Data comes in various sizes and shapes and it is important to know about these so that the proper analysis can be used on the data. There are usually 4 scales of measurement that must be considered:

1. Nominal Data
   • classification data, e.g. m/f
   • no ordering, e.g. it makes no sense to state that M > F
   • arbitrary labels, e.g., m/f, 0/1, etc

2. Ordinal Data
   • ordered but differences between values are not important
   • e.g., political parties on left to right spectrum given labels 0, 1, 2
   • e.g., Likert scales, rank on a scale of 1..5 your degree of satisfaction
   • e.g., restaurant ratings

3. Interval Data
   • ordered, constant scale, but no natural zero
   • differences make sense, but ratios do not (e.g., 30°-20°=20°-10°, but 20°/10° is not twice as hot!
   • e.g., temperature (C,F), dates

4. Ratio Data
   • ordered, constant scale, natural zero
   • e.g., height, weight, age, length

Some computer packages (e.g. JMP) use these scales of measurement to make decisions about the type of analyses that should be performed. Also, some packages make no distinction between Interval or Ratio data calling them both continuous. However, this is, technically, not quite correct.

Only certain operations can be performed on certain scales of measurement. The following list summarizes which operations are legitimate for each scale. Note that you can always apply operations from a 'lesser scale' to any particular data, e.g. you may apply nominal, ordinal, or interval operations to an interval scaled datum.

• Nominal Scale. You are only allowed to examine if a nominal scale datum is equal to some particular value or to count the number of occurrences of each value. For example, gender is a nominal scale variable. You can examine if the gender of a person is F or to count the number of males in a sample.

• Ordinal Scale. You are also allowed to examine if an ordinal scale datum is less than or greater than another value. Hence, you can 'rank' ordinal data, but you cannot 'quantify' differences between two ordinal values. For example, political party is an ordinal datum with the NDP to left of Conservative Party, but you can't quantify the difference.

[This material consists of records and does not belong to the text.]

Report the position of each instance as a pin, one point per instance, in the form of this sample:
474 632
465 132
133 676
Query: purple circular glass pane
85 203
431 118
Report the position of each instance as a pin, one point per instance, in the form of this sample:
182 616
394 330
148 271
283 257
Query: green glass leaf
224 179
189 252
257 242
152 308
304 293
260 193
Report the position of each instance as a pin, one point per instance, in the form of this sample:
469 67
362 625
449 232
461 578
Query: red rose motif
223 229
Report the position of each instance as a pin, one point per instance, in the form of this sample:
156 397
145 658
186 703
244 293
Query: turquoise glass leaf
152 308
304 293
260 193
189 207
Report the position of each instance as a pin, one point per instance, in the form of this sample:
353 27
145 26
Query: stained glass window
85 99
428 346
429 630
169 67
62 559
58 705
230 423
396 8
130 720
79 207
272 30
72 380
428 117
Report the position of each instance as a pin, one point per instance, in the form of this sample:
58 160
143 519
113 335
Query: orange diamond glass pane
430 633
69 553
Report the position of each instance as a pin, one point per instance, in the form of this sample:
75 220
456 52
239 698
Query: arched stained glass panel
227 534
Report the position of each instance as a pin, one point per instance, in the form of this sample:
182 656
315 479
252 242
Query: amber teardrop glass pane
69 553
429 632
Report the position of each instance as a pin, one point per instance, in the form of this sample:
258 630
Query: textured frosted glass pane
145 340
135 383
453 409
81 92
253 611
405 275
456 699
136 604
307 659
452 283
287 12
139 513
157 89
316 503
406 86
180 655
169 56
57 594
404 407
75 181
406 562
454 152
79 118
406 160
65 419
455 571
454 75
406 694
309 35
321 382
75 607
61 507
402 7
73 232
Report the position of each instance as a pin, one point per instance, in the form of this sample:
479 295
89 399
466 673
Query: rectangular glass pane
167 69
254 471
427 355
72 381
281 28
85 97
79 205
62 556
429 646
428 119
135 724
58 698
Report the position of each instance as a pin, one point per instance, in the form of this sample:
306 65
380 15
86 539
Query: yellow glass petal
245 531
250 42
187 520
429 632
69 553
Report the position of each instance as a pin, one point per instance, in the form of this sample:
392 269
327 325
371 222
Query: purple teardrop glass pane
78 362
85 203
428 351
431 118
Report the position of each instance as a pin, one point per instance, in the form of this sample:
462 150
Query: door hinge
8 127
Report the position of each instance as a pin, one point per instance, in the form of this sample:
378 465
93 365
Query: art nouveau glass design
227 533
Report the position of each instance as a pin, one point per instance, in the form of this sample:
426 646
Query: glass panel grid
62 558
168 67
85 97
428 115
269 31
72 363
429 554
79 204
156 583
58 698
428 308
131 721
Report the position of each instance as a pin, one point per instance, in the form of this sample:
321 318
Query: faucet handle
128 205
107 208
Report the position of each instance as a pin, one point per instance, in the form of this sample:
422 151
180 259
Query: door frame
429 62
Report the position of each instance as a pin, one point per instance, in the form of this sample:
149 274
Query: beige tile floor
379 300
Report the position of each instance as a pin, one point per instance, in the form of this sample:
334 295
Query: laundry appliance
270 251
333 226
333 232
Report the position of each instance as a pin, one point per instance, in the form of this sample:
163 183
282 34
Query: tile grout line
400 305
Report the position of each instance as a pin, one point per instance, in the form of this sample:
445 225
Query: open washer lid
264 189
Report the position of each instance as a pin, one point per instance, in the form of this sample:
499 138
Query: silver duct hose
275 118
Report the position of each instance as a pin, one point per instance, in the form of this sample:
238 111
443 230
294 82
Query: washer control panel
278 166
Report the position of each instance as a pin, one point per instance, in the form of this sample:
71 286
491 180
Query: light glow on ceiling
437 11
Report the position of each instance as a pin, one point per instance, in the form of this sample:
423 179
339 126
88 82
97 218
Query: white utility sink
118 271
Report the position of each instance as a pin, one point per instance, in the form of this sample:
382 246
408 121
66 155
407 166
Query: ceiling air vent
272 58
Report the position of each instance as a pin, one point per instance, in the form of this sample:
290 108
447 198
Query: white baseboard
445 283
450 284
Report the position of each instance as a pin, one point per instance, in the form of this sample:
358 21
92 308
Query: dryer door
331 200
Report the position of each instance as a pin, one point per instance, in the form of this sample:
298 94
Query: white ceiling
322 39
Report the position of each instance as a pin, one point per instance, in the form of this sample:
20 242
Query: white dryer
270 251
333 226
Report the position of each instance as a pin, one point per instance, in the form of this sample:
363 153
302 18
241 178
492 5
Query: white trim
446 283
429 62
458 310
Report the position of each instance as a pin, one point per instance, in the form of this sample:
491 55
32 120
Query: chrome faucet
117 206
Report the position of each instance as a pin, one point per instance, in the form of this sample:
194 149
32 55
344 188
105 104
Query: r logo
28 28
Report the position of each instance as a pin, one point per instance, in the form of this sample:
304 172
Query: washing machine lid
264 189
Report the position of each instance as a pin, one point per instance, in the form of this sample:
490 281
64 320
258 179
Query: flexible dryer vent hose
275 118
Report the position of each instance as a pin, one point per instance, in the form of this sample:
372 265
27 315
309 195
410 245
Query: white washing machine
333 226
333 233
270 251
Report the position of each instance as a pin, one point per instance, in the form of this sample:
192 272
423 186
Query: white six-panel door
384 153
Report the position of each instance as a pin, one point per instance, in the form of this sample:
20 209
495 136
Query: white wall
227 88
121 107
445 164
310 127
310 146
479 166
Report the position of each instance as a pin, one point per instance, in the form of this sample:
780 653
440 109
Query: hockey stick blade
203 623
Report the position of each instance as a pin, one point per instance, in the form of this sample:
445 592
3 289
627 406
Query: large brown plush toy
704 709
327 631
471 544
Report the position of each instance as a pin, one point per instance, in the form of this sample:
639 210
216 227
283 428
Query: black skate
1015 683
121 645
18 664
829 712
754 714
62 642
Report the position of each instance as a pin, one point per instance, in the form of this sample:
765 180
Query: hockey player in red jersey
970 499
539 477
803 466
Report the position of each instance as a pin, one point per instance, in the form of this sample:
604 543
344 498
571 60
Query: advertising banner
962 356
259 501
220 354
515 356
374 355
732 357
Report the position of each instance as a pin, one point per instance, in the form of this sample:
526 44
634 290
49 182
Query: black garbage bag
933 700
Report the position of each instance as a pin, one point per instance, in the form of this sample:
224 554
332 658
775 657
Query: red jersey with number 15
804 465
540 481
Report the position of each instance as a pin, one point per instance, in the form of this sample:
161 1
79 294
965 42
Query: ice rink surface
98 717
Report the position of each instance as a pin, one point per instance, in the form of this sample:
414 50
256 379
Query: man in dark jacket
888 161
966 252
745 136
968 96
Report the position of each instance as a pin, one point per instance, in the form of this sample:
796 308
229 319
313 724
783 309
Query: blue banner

Another example, are preference scores, e.g. ratings of eating establishments where 10=good, 1=poor, but the difference between an establishment with a 10 ranking and an 8 ranking can't be quantified.

• Interval Scale. You are also allowed to quantify the difference between two interval scale values but there is no natural zero. For example, temperature scales are interval data with 25C warmer than 20C and a 5C difference has some physical meaning. Note that 0C is arbitrary, so that it does not make sense to say that 20C is twice as hot as 10C.

• Ratio Scale. You are also allowed to take ratios among ratio scaled variables. Physical measurements of height, weight, length are typically ratio variables. It is now meaningful to say that 10 m is twice as long as 5 m. This ratio hold true regardless of which scale the object is being measured in (e.g. meters or yards). This is because there is a natural zero.

Frequently Asked Questions (FAQ)

1. What is a natural zero

   Some scales of measurement have a natural zero and some do not. For example, height, weight etc have a natural 0 at no height or no weight. Consequently, it makes sense to say that 2m is twice as large as 1m. Both of these variables are ratio scale.

   On the other hand, year and temperature (C) do not have a natural zero. The year 0 is arbitrary and it is not sensible to say that the year 2000 is twice as old as the year 1000. Similarly, 0C is arbitary (why pick the freezing point of water?) and it again does not make sense to say that 20C is twice as hot as 10C. Both of these variables are interval scale.